Read The Shadow’s Curse Online
Authors: Amy McCulloch
Contents
‘Discover the origins of your scar. Then you can carry out your mission for revenge.’
Raim always dreamed of becoming protector of the Khan, but destiny had other plans for him. Now the new Khan has betrayed him, kidnapped the girl he loves, and started a bloody war for control of Darhan.
Raim longs to rescue Wadi, but his duty to the people must come first. Having made an unbreakable vow to protect Khareh’s life, Raim may be the only one strong enough to stop him. But in order to master his new-found sage powers, he must seek the truth about the dark secrets of his past . . .
The electrifying sequel to
The Oathbreaker’s Shadow
For Sophie, mapmaker extraordinaire
Raim snatched at a long blade of grass and released the seeds from their cluster at the top of the stem. They dropped like stones from his hand to the ground. The air was still, and the grass here was so tall it covered the men with ease.
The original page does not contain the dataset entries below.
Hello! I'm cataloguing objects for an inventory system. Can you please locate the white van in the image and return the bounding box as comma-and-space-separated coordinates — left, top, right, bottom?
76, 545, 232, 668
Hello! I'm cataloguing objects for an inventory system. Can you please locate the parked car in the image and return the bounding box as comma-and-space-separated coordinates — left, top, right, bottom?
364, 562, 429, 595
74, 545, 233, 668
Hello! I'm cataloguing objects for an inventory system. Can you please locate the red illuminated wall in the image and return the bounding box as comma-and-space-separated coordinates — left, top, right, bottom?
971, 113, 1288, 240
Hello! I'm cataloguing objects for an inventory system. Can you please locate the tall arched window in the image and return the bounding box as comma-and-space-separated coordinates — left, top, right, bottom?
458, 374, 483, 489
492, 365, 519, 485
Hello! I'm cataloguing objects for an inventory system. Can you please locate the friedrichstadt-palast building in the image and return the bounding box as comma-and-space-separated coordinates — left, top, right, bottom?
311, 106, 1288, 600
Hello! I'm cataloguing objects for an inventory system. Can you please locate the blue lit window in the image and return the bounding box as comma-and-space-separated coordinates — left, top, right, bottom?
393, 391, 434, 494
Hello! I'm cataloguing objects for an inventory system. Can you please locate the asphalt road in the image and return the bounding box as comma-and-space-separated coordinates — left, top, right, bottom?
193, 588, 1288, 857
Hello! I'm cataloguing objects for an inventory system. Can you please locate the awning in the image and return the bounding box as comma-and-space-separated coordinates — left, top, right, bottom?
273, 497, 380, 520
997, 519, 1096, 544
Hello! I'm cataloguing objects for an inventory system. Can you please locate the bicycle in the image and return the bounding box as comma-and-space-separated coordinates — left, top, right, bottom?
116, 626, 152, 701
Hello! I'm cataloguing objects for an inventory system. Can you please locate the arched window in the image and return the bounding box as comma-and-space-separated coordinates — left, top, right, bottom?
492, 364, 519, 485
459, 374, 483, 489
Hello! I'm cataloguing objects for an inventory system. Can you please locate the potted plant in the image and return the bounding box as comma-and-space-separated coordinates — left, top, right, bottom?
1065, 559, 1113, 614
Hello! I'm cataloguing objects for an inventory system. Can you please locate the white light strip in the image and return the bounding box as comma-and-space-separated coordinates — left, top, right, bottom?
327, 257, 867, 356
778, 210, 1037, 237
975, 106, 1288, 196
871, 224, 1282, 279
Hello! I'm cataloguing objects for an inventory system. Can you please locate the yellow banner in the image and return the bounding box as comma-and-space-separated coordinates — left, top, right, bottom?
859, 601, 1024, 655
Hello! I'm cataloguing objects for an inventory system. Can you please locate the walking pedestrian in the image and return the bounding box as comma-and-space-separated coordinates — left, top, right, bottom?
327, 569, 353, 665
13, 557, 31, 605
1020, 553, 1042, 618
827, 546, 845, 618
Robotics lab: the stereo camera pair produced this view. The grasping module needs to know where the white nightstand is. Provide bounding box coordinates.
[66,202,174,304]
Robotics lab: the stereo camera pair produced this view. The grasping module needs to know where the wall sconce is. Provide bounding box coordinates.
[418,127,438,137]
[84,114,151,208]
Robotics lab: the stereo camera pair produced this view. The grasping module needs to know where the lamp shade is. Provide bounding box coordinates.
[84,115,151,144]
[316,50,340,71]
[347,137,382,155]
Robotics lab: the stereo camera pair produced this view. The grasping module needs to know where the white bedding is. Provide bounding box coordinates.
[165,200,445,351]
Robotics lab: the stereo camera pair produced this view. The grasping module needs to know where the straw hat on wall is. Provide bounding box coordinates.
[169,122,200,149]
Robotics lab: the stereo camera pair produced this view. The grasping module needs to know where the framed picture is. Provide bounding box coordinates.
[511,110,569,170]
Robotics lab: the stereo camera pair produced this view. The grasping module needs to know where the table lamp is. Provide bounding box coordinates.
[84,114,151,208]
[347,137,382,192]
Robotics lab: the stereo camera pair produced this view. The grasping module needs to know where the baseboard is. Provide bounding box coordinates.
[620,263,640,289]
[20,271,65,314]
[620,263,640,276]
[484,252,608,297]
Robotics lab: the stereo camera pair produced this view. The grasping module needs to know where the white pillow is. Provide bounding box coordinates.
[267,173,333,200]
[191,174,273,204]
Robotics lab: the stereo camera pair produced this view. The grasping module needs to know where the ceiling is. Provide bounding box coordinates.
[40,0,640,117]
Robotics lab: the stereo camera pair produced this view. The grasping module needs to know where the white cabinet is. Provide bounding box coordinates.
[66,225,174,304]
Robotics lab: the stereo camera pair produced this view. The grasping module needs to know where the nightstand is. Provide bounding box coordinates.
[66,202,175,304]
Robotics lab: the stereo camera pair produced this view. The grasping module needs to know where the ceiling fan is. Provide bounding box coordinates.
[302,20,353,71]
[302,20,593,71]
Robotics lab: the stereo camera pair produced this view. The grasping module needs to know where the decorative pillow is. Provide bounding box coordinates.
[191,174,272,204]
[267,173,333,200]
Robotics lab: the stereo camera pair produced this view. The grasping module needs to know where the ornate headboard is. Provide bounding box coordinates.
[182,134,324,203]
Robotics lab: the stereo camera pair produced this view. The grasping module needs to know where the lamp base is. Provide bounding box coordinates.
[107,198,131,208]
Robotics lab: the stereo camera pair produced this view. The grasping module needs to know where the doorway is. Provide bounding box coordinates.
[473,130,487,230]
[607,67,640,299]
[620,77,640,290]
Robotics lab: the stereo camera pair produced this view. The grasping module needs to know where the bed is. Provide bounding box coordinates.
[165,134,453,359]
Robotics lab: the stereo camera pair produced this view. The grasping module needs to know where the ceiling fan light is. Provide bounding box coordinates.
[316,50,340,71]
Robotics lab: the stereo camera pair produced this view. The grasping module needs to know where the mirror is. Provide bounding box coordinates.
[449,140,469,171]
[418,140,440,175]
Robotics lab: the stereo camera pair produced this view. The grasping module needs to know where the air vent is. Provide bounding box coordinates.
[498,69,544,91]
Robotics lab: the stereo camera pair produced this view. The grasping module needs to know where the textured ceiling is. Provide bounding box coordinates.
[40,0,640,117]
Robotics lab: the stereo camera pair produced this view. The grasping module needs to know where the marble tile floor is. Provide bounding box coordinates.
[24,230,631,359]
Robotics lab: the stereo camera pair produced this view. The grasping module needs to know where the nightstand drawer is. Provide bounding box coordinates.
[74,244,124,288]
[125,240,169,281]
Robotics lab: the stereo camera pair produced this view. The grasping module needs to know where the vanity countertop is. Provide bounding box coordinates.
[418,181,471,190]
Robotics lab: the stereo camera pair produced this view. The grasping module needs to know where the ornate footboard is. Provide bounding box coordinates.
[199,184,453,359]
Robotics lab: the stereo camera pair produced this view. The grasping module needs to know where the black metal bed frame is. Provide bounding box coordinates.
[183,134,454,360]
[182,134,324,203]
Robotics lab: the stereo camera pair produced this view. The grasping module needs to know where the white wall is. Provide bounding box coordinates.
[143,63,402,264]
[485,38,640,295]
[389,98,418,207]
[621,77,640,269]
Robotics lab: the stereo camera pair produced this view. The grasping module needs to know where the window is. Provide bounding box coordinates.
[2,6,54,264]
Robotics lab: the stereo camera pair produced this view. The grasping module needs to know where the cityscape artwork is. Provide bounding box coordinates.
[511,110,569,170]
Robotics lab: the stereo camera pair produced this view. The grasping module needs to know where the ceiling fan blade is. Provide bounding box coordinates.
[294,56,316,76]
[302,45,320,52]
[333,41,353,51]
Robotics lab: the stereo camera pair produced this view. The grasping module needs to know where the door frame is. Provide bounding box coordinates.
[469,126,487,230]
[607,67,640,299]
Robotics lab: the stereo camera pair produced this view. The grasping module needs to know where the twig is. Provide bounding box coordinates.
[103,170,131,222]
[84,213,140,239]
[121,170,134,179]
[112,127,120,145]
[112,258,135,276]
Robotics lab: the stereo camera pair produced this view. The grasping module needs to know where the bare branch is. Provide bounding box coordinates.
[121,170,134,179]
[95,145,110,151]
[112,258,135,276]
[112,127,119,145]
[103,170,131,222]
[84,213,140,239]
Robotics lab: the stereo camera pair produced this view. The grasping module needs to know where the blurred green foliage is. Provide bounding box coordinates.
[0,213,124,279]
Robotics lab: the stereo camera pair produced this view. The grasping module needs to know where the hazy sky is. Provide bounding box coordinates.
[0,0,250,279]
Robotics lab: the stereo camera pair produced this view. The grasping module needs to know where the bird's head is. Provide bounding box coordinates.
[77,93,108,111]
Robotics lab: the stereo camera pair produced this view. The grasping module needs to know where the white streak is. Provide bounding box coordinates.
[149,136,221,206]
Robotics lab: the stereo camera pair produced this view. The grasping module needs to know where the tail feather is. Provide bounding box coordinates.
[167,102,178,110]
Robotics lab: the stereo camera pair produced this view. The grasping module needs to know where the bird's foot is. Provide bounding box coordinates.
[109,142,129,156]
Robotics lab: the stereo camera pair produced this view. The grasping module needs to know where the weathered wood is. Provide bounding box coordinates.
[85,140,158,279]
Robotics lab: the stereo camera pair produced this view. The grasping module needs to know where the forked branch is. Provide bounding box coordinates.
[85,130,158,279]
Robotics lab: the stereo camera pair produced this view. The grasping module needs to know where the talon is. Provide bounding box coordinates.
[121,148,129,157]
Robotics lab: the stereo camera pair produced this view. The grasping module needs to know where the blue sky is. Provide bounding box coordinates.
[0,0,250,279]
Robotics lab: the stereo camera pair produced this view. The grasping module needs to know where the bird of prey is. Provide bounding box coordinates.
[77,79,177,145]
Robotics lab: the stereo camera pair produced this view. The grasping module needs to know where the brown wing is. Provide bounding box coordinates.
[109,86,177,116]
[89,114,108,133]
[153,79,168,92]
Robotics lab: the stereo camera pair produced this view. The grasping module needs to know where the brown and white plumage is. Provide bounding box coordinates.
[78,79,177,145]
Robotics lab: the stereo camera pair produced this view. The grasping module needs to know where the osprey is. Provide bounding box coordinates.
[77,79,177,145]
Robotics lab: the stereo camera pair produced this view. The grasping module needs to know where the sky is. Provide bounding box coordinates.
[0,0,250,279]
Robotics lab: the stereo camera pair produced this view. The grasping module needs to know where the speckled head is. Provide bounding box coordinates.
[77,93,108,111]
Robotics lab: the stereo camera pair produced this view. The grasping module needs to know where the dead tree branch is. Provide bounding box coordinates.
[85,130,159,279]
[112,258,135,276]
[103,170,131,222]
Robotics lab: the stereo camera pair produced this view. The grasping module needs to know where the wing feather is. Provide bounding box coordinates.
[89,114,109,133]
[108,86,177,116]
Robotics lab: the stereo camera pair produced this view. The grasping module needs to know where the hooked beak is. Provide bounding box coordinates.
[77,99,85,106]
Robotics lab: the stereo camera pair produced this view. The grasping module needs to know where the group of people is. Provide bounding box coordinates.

The perfect place for an ambush.
He caught his grandfather’s eye and Loni nodded once, his forehead wrinkled in concentration. They had spent many hours poring over Dharma’s visions. Raim’s younger sister had woven them into an intricate carpet, which predicted where the wagon would pass. The wagon destined for the prison where Khareh kept his most dangerous enemies, and guarded by both man and shadow. The wagon that Raim believed was carrying the most important person in his whole world: Wadi.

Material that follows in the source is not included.